Los falsos techos absorbentes integrados (placas minerales perforadas, αw 0,80 a 1,00) siguen siendo la solución más eficiente en espacios abiertos para alcanzar el rango de 35-40 dB(A) esperado en las oficinas diáfanas de categoría corriente. A modo de referencia, sobre una superficie media de 850 m² tratada por proyecto, la diferencia de presupuesto entre un enfoque calibrado y un enfoque maximalista sigue siendo significativa, sin ganancia de confort medible más allá de αw 0,85.

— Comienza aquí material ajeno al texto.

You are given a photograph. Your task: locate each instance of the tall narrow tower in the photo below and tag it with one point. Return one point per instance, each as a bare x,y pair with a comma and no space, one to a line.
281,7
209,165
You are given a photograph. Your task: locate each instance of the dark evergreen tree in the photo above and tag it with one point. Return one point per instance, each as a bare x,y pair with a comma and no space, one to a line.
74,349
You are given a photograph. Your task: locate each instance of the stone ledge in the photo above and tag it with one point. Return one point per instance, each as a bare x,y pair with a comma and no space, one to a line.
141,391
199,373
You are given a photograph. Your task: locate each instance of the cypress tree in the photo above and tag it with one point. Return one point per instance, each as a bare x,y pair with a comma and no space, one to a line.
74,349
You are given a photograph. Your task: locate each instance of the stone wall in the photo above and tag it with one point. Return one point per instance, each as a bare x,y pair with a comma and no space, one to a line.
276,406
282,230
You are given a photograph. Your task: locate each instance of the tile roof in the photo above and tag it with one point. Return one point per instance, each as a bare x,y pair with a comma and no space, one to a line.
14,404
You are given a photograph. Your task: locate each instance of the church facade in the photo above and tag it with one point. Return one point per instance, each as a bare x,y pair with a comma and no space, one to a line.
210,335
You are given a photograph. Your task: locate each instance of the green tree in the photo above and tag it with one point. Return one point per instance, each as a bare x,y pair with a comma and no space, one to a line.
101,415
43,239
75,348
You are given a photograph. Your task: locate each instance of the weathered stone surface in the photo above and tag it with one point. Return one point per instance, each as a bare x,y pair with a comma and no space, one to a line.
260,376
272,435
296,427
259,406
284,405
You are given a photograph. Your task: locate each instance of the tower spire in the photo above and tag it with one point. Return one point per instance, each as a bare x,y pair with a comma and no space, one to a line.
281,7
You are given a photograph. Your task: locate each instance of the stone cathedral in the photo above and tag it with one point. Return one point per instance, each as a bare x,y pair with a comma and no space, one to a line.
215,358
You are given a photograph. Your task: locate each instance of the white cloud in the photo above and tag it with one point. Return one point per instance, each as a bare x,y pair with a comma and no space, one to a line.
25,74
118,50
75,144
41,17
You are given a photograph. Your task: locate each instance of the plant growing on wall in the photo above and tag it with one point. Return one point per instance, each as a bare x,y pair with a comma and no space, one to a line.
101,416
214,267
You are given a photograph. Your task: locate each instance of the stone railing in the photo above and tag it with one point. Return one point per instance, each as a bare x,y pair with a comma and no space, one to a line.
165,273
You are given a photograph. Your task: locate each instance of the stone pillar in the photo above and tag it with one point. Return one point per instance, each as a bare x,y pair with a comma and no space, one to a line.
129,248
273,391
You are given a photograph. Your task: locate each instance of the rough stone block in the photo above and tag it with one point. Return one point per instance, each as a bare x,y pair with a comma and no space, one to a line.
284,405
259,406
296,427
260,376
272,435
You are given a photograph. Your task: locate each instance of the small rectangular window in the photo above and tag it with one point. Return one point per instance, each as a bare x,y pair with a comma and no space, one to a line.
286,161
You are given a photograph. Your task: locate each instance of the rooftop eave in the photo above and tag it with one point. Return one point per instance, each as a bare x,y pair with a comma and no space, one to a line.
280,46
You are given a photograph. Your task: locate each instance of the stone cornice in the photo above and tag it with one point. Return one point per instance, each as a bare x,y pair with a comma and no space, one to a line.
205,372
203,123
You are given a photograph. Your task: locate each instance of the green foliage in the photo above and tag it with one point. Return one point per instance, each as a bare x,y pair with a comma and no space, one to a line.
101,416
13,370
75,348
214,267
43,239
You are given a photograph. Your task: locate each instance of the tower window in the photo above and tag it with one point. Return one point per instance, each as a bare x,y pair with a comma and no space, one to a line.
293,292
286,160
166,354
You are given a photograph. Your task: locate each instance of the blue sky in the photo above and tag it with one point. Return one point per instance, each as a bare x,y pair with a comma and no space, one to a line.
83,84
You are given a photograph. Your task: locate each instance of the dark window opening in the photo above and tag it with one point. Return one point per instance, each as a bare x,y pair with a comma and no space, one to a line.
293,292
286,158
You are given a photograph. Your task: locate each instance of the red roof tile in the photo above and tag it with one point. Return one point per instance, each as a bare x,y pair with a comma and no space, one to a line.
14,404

Cuándo el panel absorbente deja de ser la respuesta adecuada. En plantas densas (<7 m² por puesto) o cuando la fuente de ruido es principalmente un equipo de baja frecuencia (climatización, centro de datos colindante), ningún panel absorbente estándar trata la causa: hay que actuar entonces en el origen (encapsulado de la climatización, desolidarización estructural) antes de cualquier tratamiento de pared. Se lo decimos en fase de diagnóstico, no en fase de corrección.
Método
- Diagnóstico in situ
Instalamos sonómetros sobre ciclos de ocupación completos para medir dB(A) y tiempo de reverberación TR. El análisis frecuencial aísla las fuentes (voz 500-2000Hz, equipos 100-500Hz) según un protocolo normalizado de medición acústica en espacios abiertos. Duración: 2 semanas, entregable: informe de cartografía de las zonas críticas con la desviación medida entre las lecturas y las hipótesis iniciales. - Modelado 3D
Simulamos de 3 a 5 escenarios de colocación sobre maqueta acústica para calibrar la densidad óptima por zona. Esta etapa asegura el umbral del 60% de superficie tratada por encima del cual el ambiente se vuelve «apagado», y cifra la desviación de αw alcanzable según el tipo de material adoptado (espuma melamínica, lana mineral, textil reciclado). - Dimensionado por zona
Ajustamos el αw objetivo y la densidad por uso: 0,85-0,95 y 30-35% en concentración individual, 0,70-0,80 y 20-25% en colaboración abierta, 0,60-0,70 y 15-20% en circulación. El dimensionado integra la altura libre, el volumen y las superficies reflectantes adyacentes para neutralizar el efecto de máscara. - Coordinación multilote
Nuestro jefe de obra sincroniza la colocación de los absorbentes, la iluminación, la climatización y los tabiques para evitar los conflictos de fijación al plenum. Esta coordinación previa en fase de estudios limita los imprevistos de instalación y asegura la planificación de ejecución.
Preguntas frecuentes
¿Qué αw elegir para un espacio abierto terciario?
Para un espacio abierto de colaboración, un αw objetivo de 0,70 a 0,80 con un 20 a 25% de superficie tratada basta para alcanzar los 35-40 dB(A) buscados para este tipo de uso. Superar 0,85 en la totalidad de la planta crea un ambiente «apagado» percibido como incómodo por los usuarios: la buena práctica consiste en reservar los αw más elevados para las zonas de concentración individual. Mantener valores intermedios en circulación y en recepción permite preservar un confort acústico equilibrado en el conjunto de la planta.